Proof of the product rule. Trick. Add and subtract the same term.
Solution 1:
This is the usual proof of this theorem, but I find it works just as well in reverse.
Start with $f'(x)g(x)+f(x)g'(x)$ and see what you get:
\begin{align} f'(x)g(x)+f(x)g'(x) &=\lim_{h\to 0} f'(x)g(x)+f(x+h)g'(x)\\ &= \lim_{h\to 0} \left( g(x)\frac{f(x+h)-f(x)}{h} + f(x+h)\frac{g(x+h)-g(x)}{h}\right)\\ &= \lim_{h\to 0}\frac{f(x+h)g(x+h)-f(x+h)g(x)+f(x+h)g(x)-f(x)g(x)}{h}\\ &= \lim_{h\to 0}\frac{f(x+h)g(x+h)-f(x)g(x)}{h}\\ &= \lim_{h\to 0}\frac{F(x+h)-F(x)}{h}\\ \end{align}
Here, we see that $f(x+h)g(x)$ is something that is cancelled as we routinely simplify the expression. On the other hand, there is a leap of intuition where, rather than adding and subtracting, we rewrite the initial expression as $\displaystyle \lim_{h\to 0} f'(x)g(x)+f(x+h)g'(x)$.
Solution 2:
The question "what does $f(x+h)g(x)$ mean" is easy to answer: It means the product of the numbers $f(x+h)$ and $g(x)$.

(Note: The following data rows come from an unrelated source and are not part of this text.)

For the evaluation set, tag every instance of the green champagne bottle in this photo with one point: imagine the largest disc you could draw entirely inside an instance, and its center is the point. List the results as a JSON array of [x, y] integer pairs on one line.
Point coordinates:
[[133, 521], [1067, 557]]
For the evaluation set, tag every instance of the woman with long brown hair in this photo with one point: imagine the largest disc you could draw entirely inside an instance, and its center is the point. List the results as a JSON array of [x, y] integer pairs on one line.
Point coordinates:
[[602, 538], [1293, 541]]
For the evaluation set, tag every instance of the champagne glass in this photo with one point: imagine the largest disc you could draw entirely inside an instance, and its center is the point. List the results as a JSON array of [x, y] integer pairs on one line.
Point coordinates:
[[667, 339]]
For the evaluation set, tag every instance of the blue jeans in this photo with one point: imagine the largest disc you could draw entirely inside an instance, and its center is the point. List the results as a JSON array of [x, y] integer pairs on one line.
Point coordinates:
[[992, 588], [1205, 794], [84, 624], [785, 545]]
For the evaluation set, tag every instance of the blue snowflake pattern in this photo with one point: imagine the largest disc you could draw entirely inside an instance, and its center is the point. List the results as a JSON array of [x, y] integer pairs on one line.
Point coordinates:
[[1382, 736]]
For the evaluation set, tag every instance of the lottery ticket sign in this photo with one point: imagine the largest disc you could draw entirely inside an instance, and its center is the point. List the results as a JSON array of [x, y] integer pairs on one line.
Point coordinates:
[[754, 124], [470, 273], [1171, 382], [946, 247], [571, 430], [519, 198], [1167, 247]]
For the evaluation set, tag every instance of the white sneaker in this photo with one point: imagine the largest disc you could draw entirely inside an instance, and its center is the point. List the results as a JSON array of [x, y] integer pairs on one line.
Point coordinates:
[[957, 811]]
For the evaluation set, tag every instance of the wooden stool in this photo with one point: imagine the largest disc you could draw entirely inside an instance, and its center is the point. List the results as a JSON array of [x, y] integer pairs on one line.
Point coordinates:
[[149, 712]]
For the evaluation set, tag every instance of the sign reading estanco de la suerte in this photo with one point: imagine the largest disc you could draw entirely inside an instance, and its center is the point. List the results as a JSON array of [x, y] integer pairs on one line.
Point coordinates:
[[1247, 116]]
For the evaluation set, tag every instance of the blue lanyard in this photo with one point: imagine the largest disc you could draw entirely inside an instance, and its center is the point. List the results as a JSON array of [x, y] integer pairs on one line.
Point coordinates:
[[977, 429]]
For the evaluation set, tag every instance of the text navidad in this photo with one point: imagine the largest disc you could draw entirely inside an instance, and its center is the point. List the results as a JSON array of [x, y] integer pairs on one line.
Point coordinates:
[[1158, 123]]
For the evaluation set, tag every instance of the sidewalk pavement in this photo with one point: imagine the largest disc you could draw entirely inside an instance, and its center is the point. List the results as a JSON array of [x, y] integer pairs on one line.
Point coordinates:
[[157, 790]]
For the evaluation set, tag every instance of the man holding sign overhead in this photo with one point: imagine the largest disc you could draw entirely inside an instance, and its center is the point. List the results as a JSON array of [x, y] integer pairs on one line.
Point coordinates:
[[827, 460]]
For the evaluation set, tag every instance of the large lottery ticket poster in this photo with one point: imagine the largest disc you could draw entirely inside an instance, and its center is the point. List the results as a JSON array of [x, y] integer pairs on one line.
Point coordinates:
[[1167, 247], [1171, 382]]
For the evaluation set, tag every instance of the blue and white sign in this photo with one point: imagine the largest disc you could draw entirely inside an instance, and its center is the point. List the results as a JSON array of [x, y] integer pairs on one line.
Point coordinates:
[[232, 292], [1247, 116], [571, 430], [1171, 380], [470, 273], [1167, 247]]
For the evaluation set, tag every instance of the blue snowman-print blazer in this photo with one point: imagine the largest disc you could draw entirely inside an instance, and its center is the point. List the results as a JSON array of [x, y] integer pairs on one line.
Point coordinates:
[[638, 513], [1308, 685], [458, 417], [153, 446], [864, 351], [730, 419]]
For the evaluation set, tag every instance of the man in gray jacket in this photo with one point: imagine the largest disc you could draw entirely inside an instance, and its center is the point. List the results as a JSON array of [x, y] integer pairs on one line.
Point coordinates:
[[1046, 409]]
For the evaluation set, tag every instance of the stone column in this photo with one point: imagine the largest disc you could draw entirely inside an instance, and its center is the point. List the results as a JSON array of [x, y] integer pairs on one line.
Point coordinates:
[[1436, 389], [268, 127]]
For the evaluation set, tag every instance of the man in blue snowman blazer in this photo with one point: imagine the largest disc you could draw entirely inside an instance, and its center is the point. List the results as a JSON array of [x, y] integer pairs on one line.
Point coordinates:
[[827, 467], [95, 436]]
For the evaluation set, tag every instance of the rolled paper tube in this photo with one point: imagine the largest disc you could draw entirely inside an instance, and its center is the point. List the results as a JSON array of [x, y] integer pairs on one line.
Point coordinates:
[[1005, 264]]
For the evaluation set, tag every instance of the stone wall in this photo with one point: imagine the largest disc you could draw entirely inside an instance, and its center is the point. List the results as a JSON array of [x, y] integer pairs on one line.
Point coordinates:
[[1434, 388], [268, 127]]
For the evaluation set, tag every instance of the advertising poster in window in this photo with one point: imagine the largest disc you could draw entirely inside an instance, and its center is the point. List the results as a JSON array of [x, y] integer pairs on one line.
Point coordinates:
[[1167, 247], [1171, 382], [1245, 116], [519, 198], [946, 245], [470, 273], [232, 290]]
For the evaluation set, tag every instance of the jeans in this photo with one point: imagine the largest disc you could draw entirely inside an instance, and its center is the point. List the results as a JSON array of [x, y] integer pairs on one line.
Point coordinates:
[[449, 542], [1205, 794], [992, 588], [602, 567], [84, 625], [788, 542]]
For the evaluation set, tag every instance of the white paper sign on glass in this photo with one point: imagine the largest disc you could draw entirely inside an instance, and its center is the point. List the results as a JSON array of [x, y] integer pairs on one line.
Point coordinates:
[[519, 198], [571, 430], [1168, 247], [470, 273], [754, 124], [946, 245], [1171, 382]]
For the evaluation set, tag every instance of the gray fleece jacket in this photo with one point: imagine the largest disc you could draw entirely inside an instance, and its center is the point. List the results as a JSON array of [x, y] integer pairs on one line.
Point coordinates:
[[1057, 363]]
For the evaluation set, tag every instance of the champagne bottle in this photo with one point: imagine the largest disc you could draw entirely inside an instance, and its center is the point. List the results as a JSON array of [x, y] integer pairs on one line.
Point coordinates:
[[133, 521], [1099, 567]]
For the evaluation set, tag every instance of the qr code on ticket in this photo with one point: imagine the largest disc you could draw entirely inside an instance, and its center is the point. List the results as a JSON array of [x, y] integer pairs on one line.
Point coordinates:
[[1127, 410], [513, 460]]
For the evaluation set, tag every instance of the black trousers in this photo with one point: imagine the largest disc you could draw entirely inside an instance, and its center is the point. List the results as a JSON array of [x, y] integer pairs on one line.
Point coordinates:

Now why are they added and subtracted? We can split that into two parts: Why is it added? And why is it then subtracted again?
The second part is easy to explain: We want an equality, so if we add something (other than $0$), we obviously have to subtract it again, or we'd not arrive at the same value as before.
But then, why are we adding it in the first place?
Well, we want to express the derivative of $f(x)g(x)$ by the derivatives of $f(x)$ and $g(x)$. Now the derivative of $f(x)$ is the limit of $(f(x+h)-f(x))/h$ and likewise for $g$. But we don't see those terms in the expression. However, we already see parts of those expressions. Let's transform the expression slightly top more clearly see that: $$\frac{F(x+h)-F(x)}{h}=\frac{f(x+h)g(x+h)-f(x)g(x)}{h} = \frac{f(x+h)}{h}g(x+h) - f(x)\frac{g(x)}{h}$$ As you can see, there's the expression $f(x+h)/h$ which looks almost like the expression we have to take the limit of to get $f'(x)$, but there's something missing: The $-f(x)$ part. Well, if it is missing, let's just add it:
$$\frac{f(x+h)\color{red}{-f(x)}}{h}g(x+h)-f(x)\frac{g(x)}{h}$$
Now we have a nice difference quotient on the left side. But we changed the expression! Our expression is no longer the same we started with, and certainly doesn't equal $(F(x+h)-F(x))/h$. How to fix it? Well, simply add again what we just subtracted:
$$\frac{F(x+h)-F(x)}{h}=\frac{f(x+h)-f(x)}{h}g(x+h) \color{red}{+ \frac{f(x)}{h}g(x+h)} -f(x)\frac{g(x)}{h}$$ Now we are back at the original value, but still have the nice quotient. Moreover, we see that on the last two terms, we can move $f(x)$ out, to get $$\frac{F(x+h)-F(x)}{h}=\frac{f(x+h)-f(x)}{h}g(x+h) + f(x)\frac{g(x+h)-g(x)}{h}$$ Now, that's even better! Now we also have the quotient in the right form for $g$! All we now have to do is to take the limit for $h\to 0$, and find $$F'(x)=f'(x)g(x)+f(x)g'(x)$$
Solution 3:
If you want a proof that follows the picture more closely, you could start with \begin{equation} f(x+h)g(x+h) = f(x)g(x) + (f(x+h)-f(x))g(x) + (g(x+h)-g(x))f(x) + (f(x+h)-f(x))(g(x+h)-g(x)). \end{equation}
Now bring $f(x)g(x)$ to the other side, divide by $h$, and take the limit as $h\to 0$.